Re: [VuFind-Tech] File Not Indexed by Aperture in Website Indexing

SourceForge Headquarters 225 Broadway Suite 1600 San Diego, CA 92101 +1 (858) 454-5900

I tried manually running Aperture on the problem PDF.  I just switched to the "bin" subdirectory of my Aperture installation and typed:

./webcrawler.sh -x -v -o tmp.xml -depth 0 http://americanjewisharchives.org/journal/PDF/2009_61_01_00_Kalman.pdf

This creates a "tmp.xml" file containing details about the PDF; this is what the indexer uses to load full text.  The "-depth 0" tells it to only index the requested file, not to crawl deeper into its links.

Sometimes running a manual crawl like this will help identify a problem... though in this particular case, Aperture seemed to succeed for me.  This means indicates one of two possible problems:

1.)    Intermittent network issues on your end that are causing links to occasionally fail.

2.)    A strange character in the full text that is preventing VuFind from parsing the XML from Aperture during indexing.

If you have access to your web logs, you might want to check for errors that might be related to #1.  Or you might want to use some kind of external tool to poll your web server periodically and see if it occasionally fails to serve certain content.  Unfortunately, it appears that Aperture isn't too particular about server errors - for example, if I give it an invalid URL that returns a 404 error, it just treats that as an empty page but otherwise reports success (even if I enable the "--validate" parameter).  Perhaps we can address this particular problem by switching to Tika or a different tool (see http://vufind.org/jira/browse/VUFIND-600), but for now, the burden is on your server to perform correctly.

If the problem is #2, you might learn more about the issue by using the "--test-only" parameter of the XSL importer.  Go to the import directory of your VuFind directory and run:

php import-xsl.php --test-only sitemap.xml sitemap.properties | more

(where sitemap.xml is a file containing the URL(s) you wish to test).

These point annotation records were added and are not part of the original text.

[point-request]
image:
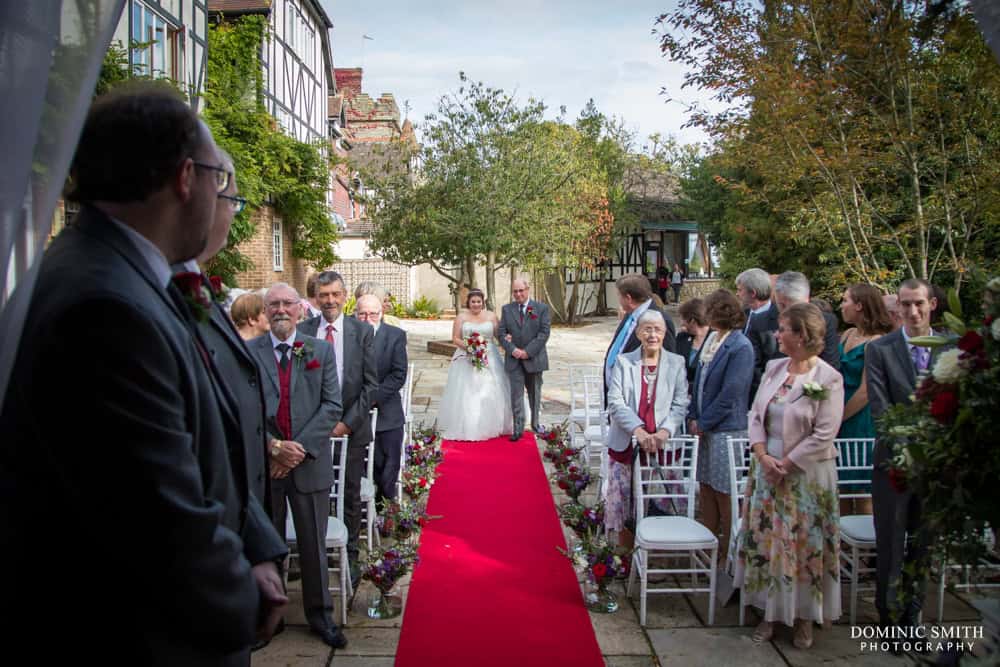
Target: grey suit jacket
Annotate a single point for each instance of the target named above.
(531, 335)
(136, 445)
(360, 381)
(315, 406)
(670, 403)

This will output the Solr document generated by the import procedure.  You can see whether or not the proper full text has been inserted.

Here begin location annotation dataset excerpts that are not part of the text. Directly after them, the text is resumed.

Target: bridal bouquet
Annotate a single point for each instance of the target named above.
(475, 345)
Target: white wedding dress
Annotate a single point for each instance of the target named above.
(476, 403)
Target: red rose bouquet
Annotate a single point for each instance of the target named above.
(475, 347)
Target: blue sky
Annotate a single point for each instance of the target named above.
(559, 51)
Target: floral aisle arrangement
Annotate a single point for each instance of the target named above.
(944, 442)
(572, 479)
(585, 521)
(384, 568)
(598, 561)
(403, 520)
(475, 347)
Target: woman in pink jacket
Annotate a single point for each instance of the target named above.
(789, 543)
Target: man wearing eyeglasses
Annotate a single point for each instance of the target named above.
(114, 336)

When I tried this with the problem PDF, it appears that the full text is being truncated.  This seems to be caused by a NULL byte in the Aperture output.  As a workaround, I tried changing the line that reads in the file in import/xsl/VuFindSitemap.php to this:

        // Extract and decode the full text from the XML:
        $xml = preg_replace('/[\\x0000]/', '', file_get_contents($xmlFile));

That seemed to help...

- Demian

From: Nathan Tallman [mailto:nta...@gm...]
Sent: Monday, July 02, 2012 5:00 PM
To: Demian Katz
Cc: vufind-tech
Subject: Re: [VuFind-Tech] File Not Indexed by Aperture in Website Indexing

I created a test sitemap with three URLs: two problem HTML pages and one problem PDF. The two HTML files were picked up fine, but the PDF still wasn't indexed.

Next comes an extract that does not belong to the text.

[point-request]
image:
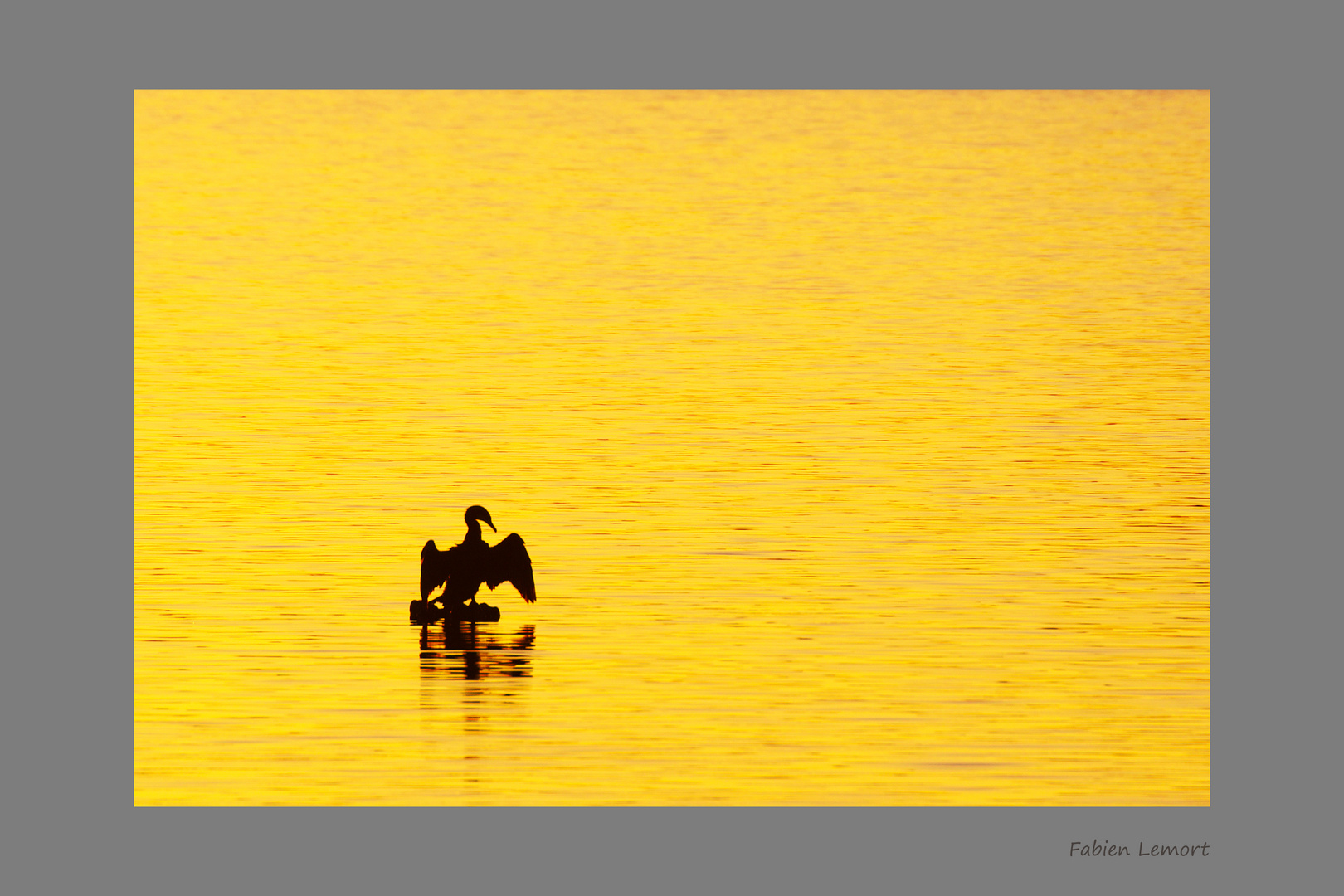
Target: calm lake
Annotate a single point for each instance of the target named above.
(860, 442)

Not sure where to proceed from here. My sitemap is already broken up into 50-URL chunks and there's definitely enough memory.

The sitemap index is located at http://americanjewisharchives.org/sitemaps/sitemap.xml (be warned, there are bout 8750 URLs listed!). Two of the problem URLs are http://www.americanjewisharchives.org/aja/FindingAids/ms0778/ms0778.html and http://americanjewisharchives.org/aja/FindingAids/ms0603.html. problem PDF at http://americanjewisharchives.org/journal/PDF/2009_61_01_00_Kalman.pdf.

Thanks Demian!

Nathan
On Fri, Jun 29, 2012 at 12:55 PM, Demian Katz <dem...@vi...<mailto:dem...@vi...>> wrote:
A good starting point for troubleshooting would be to create a small sitemap.xml file that only lists a couple of the known problem files -- it would be interesting to see if indexing them on their own works better than indexing them in the context of the full sitemap.  If the URLs are public, you could send me the sitemap file so I can check for different results on my test server.

- Demian
________________________________
From: Nathan Tallman [nta...@gm...<mailto:nta...@gm...>]
Sent: Friday, June 29, 2012 12:18 PM
To: vufind-tech
Subject: [VuFind-Tech] File Not Indexed by Aperture in Website Indexing
I'm using using VUFIND-454 <http://vufind.org/jira/browse/VUFIND-454> to index our institutional website. There are some webpages (HTML) and PDFs that are listed in the sitemap, yet not getting indexed. The HTML is standard and pages that have identical coding with different text get indexed fine. The PDFs are generated from InDesign and searchable in Acrobat/Reader, so the text should be easy to scrape. Again, it indexes similar files without a problem.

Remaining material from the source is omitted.